Waar gaat de zaak over?
2.1.
[gedaagde] heeft via de webshop van Otto B.V. een product gekocht. Hij heeft ervoor gekozen om achteraf te betalen. Door hiervoor te kiezen heeft hij bij Otto een doorlopend goederenkrediet afgesloten voor onbepaalde tijd. Hij moest maandelijks minimaal € 7,- betalen. [gedaagde] heeft een achterstand van meer dan twee maanden laten ontstaan. Otto heeft haar vordering op [gedaagde] via cessie overgedragen aan IFA. IFA eist dat [gedaagde] wordt veroordeeld om het resterende kredietbedrag van € 272,01 aan haar te betalen, te vermeerderen met rente. De kantonrechter wijst de vordering van IFA toe.
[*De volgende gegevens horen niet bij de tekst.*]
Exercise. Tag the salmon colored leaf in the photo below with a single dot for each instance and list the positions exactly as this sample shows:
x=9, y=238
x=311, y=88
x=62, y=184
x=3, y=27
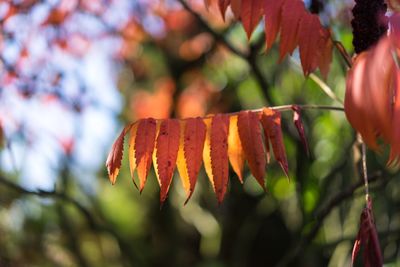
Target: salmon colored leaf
x=356, y=97
x=114, y=158
x=144, y=146
x=368, y=237
x=194, y=138
x=251, y=139
x=219, y=154
x=235, y=150
x=273, y=16
x=166, y=153
x=271, y=122
x=131, y=152
x=236, y=6
x=292, y=11
x=310, y=32
x=300, y=128
x=251, y=12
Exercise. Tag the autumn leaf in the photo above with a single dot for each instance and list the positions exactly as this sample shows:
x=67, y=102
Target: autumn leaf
x=192, y=144
x=271, y=122
x=167, y=146
x=251, y=12
x=114, y=158
x=219, y=154
x=300, y=128
x=310, y=28
x=215, y=140
x=251, y=139
x=144, y=146
x=368, y=237
x=235, y=150
x=131, y=152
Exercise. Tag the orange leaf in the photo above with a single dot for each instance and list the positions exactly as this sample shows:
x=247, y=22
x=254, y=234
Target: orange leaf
x=272, y=11
x=271, y=122
x=114, y=158
x=300, y=128
x=251, y=139
x=194, y=137
x=368, y=237
x=219, y=154
x=144, y=146
x=207, y=152
x=251, y=12
x=355, y=99
x=309, y=34
x=235, y=150
x=131, y=153
x=167, y=151
x=223, y=5
x=292, y=12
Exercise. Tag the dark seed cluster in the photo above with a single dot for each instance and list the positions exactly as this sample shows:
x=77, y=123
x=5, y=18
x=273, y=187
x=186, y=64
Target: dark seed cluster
x=369, y=23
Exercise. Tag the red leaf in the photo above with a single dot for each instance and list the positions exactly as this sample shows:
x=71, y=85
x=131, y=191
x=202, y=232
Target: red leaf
x=309, y=34
x=114, y=158
x=251, y=139
x=271, y=122
x=300, y=128
x=219, y=154
x=325, y=57
x=166, y=152
x=292, y=12
x=272, y=11
x=235, y=149
x=144, y=146
x=223, y=5
x=251, y=12
x=194, y=137
x=355, y=99
x=368, y=237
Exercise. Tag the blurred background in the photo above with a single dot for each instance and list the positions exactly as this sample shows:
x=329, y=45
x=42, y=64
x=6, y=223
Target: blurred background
x=74, y=72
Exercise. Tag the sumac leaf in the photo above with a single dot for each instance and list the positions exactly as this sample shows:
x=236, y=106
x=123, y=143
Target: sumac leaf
x=251, y=139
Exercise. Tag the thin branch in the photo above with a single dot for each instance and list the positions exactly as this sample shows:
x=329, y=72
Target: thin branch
x=249, y=57
x=50, y=194
x=320, y=216
x=215, y=34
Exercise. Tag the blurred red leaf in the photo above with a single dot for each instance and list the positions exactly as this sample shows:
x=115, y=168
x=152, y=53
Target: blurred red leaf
x=252, y=143
x=368, y=237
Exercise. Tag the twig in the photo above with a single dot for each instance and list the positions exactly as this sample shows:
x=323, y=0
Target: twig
x=215, y=34
x=51, y=194
x=249, y=57
x=321, y=216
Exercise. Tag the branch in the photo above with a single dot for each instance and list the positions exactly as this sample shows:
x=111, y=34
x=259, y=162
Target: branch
x=52, y=194
x=250, y=57
x=220, y=38
x=320, y=216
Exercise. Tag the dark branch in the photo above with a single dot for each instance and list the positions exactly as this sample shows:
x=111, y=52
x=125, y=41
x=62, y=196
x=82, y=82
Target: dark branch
x=321, y=215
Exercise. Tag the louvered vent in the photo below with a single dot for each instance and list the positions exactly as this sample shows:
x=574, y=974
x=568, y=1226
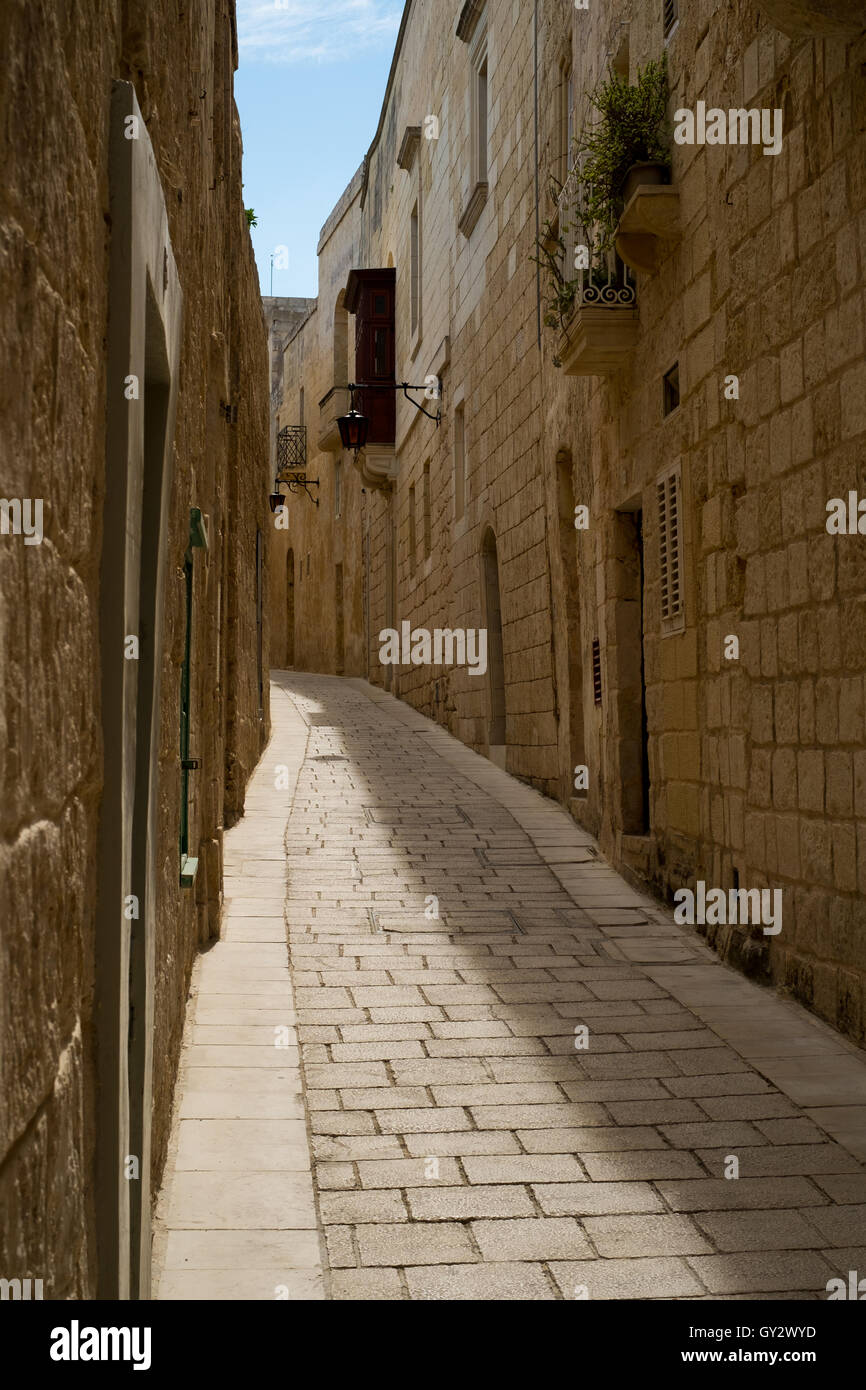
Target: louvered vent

Ambtshalve toetsing op oneerlijke bepalingen, informatieverplichtingen en toets kredietwaardigheid
2.2.
De kantonrechter heeft onderzocht of er oneerlijke bepalingen zijn in de overeenkomst of de algemene voorwaarden, maar die zijn er niet. Daarbij is alleen gekeken naar bepalingen die voor deze zaak van belang zouden kunnen zijn. Bepalingen die voor de beoordeling van de eis niet relevant zijn, heeft de kantonrechter dus niet getoetst.
2.3.
De kantonrechter heeft ook onderzocht of Otto destijds heeft voldaan aan haar informatieverplichtingen die staan in de wet (boek 7, titel 2A, afdeling 1 van het Burgerlijk Wetboek). Uit de dagvaarding en de nadere toelichting die IFA heeft gegeven in de akte van 22 juli 2025 volgt dat Otto gedaagde in voldoende mate heeft geïnformeerd, althans een eventuele schending van de informatieplicht is niet ernstig genoeg om een deel van de eis af te wijzen.
2.4.
Tot slot heeft de kantonrechter onderzocht of Otto de kredietwaardigheid van gedaagde voldoende heeft getoetst. Ook hier blijkt uit de dagvaarding en de nadere toelichting van IFA in de akte van 22 juli 2025 dat dit het geval is.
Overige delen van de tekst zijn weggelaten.